Jochen hatte der mangelnden Lust wegen nur wenige Schlehen von den sich verzweifelnd wehrenden Sträuchern gepflückt, die aber wenigstens für eine Flasche Likör hinreichend sein mochten, wohingegen ich an die zwei Kilo Hagebutten in meine Fahrradtaschen gesammelt hatte, womit wir uns vom Strand aus auf den Heimweg begaben. Kurz darauf kam uns Goldbrille vor die Räder, der zwar im selben Haus wie Jochen, aber im rechten Aufgang wohnt und aus uns bislang unbekannten Gründen nicht besonders gut auf uns zu sprechen ist. Um ihn zu ärgern, grüßten wir ihn wieder. Als wir mühsam den tief ausgefahrenen Weg entlang radelten, da hing die Sonne noch ein ganzes Stück über den Sträuchern als glutroter Karnevalslampion am Himmel. Es war aber schon wieder diesig geworden und uns froren die Hände am Lenker.

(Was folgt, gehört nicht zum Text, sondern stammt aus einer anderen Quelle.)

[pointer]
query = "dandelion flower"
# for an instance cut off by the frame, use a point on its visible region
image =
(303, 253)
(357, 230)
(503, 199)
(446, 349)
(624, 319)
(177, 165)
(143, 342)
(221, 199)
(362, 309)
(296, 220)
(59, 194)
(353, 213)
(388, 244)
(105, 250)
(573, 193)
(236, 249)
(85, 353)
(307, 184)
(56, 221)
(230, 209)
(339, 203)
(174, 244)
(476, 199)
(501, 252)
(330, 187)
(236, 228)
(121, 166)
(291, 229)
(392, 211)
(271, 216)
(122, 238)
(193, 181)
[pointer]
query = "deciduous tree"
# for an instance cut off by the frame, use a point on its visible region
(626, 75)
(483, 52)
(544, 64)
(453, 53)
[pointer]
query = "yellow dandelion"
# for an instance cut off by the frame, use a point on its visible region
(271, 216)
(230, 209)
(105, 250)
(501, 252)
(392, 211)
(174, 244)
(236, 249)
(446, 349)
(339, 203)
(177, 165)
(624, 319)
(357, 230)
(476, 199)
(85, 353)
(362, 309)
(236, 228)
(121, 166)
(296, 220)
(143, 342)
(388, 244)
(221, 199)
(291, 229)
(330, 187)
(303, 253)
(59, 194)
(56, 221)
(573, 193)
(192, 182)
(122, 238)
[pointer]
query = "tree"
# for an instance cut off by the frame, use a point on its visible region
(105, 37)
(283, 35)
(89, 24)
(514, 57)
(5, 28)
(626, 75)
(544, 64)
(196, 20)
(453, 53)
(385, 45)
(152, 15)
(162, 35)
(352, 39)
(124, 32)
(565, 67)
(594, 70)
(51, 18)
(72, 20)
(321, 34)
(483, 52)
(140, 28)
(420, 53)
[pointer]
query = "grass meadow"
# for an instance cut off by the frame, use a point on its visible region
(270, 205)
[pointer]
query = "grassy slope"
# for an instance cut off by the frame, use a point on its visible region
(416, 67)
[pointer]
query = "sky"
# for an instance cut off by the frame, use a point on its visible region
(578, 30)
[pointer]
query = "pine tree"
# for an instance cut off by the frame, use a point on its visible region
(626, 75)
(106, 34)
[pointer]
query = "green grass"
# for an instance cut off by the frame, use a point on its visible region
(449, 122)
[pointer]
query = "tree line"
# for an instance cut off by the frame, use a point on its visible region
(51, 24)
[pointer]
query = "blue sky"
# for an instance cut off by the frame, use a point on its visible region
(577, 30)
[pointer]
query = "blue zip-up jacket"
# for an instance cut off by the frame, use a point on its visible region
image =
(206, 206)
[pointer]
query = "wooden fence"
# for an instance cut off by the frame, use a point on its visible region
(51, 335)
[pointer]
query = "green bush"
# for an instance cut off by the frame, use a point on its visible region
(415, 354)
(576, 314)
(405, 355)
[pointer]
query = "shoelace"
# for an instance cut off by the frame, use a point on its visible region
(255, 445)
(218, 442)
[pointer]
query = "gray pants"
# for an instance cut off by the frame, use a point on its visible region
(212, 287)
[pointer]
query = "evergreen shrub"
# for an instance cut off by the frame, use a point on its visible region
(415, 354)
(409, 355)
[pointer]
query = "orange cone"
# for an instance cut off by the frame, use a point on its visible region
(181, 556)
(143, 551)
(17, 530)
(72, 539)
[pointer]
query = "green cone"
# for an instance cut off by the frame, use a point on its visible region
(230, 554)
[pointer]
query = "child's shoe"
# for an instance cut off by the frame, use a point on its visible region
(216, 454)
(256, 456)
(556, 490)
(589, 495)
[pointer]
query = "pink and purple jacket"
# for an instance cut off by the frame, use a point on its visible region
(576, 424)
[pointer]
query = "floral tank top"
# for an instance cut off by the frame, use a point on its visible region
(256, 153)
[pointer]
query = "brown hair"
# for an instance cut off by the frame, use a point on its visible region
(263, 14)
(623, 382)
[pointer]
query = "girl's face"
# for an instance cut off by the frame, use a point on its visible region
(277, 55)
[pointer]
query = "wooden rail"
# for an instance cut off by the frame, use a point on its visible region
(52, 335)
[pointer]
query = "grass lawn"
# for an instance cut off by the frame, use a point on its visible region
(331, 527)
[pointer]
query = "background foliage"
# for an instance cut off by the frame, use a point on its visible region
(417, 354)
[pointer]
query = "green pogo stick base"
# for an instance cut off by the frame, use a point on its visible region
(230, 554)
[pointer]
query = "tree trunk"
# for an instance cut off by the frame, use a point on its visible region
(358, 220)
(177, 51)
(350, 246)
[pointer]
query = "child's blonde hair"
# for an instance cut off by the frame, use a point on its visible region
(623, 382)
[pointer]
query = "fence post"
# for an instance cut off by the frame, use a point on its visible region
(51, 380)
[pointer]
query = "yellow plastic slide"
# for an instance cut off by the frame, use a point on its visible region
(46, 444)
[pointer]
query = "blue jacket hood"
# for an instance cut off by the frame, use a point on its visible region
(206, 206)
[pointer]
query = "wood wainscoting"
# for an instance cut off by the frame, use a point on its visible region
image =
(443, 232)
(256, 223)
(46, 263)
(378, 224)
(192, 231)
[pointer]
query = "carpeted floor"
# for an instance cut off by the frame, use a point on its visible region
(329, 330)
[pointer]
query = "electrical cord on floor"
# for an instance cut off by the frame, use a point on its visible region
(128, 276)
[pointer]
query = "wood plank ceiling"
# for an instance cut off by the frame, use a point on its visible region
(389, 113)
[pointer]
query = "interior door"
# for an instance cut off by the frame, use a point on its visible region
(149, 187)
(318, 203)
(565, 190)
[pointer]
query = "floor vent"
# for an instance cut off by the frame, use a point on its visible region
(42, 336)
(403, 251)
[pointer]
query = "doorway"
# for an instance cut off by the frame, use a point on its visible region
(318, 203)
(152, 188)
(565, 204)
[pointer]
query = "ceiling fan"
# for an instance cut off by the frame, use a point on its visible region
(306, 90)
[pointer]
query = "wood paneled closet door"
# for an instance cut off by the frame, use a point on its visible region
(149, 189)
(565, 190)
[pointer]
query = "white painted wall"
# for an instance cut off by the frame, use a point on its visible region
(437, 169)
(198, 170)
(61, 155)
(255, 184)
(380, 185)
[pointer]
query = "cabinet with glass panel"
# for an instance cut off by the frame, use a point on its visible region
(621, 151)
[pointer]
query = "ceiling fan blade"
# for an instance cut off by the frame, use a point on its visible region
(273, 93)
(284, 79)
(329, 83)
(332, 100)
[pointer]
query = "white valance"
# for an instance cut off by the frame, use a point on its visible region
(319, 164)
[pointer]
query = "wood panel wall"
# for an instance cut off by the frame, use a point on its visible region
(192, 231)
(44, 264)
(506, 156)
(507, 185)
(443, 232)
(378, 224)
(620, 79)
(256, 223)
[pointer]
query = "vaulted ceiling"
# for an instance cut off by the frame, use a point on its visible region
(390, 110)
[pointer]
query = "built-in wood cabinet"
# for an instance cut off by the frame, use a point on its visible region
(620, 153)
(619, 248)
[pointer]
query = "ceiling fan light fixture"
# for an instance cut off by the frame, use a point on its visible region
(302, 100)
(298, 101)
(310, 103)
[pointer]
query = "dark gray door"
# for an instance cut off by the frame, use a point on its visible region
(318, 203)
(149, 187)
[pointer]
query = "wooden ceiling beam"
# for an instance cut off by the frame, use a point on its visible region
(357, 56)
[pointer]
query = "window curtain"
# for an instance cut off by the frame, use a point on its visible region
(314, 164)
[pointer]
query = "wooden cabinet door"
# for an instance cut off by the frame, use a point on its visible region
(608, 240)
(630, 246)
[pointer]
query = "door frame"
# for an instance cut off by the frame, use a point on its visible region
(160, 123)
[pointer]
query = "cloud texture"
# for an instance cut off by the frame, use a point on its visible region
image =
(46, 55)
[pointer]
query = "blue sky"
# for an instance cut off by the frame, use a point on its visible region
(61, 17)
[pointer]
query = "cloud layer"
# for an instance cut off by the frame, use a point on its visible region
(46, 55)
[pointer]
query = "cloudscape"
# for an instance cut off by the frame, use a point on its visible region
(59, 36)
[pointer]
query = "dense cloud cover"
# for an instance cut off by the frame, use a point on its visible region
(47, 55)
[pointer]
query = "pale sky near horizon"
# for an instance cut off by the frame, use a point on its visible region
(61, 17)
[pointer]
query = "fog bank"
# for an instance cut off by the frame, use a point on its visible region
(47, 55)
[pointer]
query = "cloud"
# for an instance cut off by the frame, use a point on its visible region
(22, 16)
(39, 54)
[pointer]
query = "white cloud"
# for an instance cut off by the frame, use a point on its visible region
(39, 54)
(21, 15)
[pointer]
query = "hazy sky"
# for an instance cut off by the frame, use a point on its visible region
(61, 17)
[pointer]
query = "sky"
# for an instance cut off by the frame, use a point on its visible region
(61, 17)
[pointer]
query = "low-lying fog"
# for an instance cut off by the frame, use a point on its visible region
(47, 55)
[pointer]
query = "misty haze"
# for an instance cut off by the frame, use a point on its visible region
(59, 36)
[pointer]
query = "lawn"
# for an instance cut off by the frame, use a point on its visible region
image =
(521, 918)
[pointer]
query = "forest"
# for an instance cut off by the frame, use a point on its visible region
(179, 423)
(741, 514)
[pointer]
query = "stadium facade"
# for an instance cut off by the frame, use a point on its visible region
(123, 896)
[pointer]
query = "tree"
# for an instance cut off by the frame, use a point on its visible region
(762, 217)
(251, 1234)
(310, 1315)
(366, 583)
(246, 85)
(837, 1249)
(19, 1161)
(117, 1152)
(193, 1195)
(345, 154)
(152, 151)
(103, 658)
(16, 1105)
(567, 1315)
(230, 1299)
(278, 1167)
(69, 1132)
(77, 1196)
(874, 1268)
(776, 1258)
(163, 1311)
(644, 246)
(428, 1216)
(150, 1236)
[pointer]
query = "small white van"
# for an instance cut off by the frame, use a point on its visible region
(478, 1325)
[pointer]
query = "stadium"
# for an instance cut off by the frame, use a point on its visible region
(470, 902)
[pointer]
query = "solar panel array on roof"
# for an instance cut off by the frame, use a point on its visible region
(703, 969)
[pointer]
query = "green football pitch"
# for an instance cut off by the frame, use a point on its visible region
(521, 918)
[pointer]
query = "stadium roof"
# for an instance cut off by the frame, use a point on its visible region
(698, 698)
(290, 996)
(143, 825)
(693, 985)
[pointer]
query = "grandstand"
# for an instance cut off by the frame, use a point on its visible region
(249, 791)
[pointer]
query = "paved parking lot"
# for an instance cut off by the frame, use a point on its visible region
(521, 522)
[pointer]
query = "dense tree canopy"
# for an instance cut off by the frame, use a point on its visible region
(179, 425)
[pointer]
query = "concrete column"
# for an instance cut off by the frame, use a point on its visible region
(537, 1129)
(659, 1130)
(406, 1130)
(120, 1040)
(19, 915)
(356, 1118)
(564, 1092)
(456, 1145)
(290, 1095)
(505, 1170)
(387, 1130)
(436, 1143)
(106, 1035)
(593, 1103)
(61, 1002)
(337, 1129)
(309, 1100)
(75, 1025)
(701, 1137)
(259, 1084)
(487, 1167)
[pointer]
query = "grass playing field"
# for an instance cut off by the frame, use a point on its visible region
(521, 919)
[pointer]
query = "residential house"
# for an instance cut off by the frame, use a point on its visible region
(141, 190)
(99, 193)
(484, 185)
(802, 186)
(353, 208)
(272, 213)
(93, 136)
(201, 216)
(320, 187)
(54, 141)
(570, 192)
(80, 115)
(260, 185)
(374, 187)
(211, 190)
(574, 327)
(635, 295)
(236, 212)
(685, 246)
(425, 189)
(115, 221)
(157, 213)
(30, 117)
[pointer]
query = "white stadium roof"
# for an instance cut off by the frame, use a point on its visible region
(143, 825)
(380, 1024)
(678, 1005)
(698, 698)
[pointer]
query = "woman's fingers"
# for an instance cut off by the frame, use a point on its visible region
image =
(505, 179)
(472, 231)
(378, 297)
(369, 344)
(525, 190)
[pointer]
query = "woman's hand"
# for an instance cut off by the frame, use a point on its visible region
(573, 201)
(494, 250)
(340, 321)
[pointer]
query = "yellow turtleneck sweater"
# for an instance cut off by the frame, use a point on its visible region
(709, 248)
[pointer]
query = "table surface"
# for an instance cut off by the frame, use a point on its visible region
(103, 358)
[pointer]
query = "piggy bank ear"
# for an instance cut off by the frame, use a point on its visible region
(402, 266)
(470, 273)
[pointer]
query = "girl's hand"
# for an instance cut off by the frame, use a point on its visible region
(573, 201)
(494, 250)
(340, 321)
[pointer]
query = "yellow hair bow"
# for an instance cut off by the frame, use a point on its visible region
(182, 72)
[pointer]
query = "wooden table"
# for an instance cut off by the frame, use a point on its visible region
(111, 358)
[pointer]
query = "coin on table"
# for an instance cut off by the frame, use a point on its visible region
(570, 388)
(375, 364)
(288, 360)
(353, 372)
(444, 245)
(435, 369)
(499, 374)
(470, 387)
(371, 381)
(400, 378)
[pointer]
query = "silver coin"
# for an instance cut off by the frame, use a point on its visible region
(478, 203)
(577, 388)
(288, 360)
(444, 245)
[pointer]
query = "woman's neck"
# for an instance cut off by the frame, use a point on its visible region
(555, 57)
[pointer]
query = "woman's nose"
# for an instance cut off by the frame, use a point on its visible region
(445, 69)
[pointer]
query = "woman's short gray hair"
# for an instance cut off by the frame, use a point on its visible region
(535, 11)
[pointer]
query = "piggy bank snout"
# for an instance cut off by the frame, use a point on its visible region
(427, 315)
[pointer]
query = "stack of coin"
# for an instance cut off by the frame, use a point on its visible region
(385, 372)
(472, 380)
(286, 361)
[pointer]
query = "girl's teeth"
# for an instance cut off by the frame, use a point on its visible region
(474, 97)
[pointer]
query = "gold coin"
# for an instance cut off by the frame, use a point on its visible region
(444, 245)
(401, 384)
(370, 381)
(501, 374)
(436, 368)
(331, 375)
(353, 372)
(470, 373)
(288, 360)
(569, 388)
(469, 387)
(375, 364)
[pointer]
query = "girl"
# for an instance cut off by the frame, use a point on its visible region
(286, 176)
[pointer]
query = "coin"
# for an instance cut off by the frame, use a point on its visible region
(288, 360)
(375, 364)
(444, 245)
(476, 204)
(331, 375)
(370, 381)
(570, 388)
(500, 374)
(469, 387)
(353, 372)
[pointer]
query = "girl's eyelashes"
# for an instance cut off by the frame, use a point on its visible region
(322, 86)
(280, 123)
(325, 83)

Als es am Sonnabendabend noch sehr später mehrmals hintereinander mit nicht nachlassender Penetranz klingelte, lagen Jochen und ich bereits in den Federn. Jochen rührte sich nicht, denn es konnte nur Frank gewesen sein, der sich schon beim letzten Mal, als Jochen ihn vor der Tür hatte eiskalt abblitzen lassen, für diesen Abend angekündigt hatte. Nun unterzog sich Jochen, eben im Bewusstsein, dass es nur Frank sei, gar nicht erst der Mühe, zur Tür zu gehen mit der Begründung, dass ich anwesend sei. Das ließ mich stutzig werden, denn ich hatte, selbstlos wie ich bin, wegen des zu erwartenden Besuchs vorher nach Hause gehen wollen, was Jochen mit der Bitte abgelehnt hatte, ich möge doch bleiben. Denn er wolle nicht, dass es mit Frank eines Tages genauso enden solle wie mit Kay. Dabei waren wir schon längst soweit. Bei seinen unverhofften und immer erst sehr späten Besuchen pflegte Kay sich ohne viel Federlesens auszuziehen und zu Jochen ins Bett zu kriechen, obwohl ich auf der Couch lag und dann zwangsläufig so tun musste, als schliefe ich. Er kann sich nicht voll hingeben, meinte Jochen, wenn er weiß, dass ich zusehe, denn ab und an musste ich rüber schielen, ob ich es nun wolle oder nicht. Ich hätte Kay, den Schuft, nicht teilen sollen.
Nachdem Roland heute Mittag seinen schlimmsten Hunger halbwegs gestillt hatte und nach Hause gefahren war, sagte Jochen: „Vorhin ist Thomas mit dem Rad vorbeigefahren. Jetzt hängt er bestimmt wieder bei Raymond rum.“
Wir gingen dann nach meiner Wohnung, weil auch dort so einiges liegen geblieben und noch zu tun war. In der Wilhelm-Hörning-Straße sahen wir Thomas uns entgegenfahren. Wir warteten. Er hielt erwartungsgemäß bei uns an, aber mehr als eine spärliche Begrüßung und die Frage nach einem sauberen Taschentuch, das wir ihm nicht bieten konnten, brachte die Begegnung nicht ein. Mein Angebot, er könne bei mir zu Hause eines haben, schlug Thomas dankend aus. Er müsse jetzt sowieso nach Hause. Wenig bereitwillig gab ich ihm den Weg frei und zwang mich, mich nicht umzusehen, als er davonfuhr.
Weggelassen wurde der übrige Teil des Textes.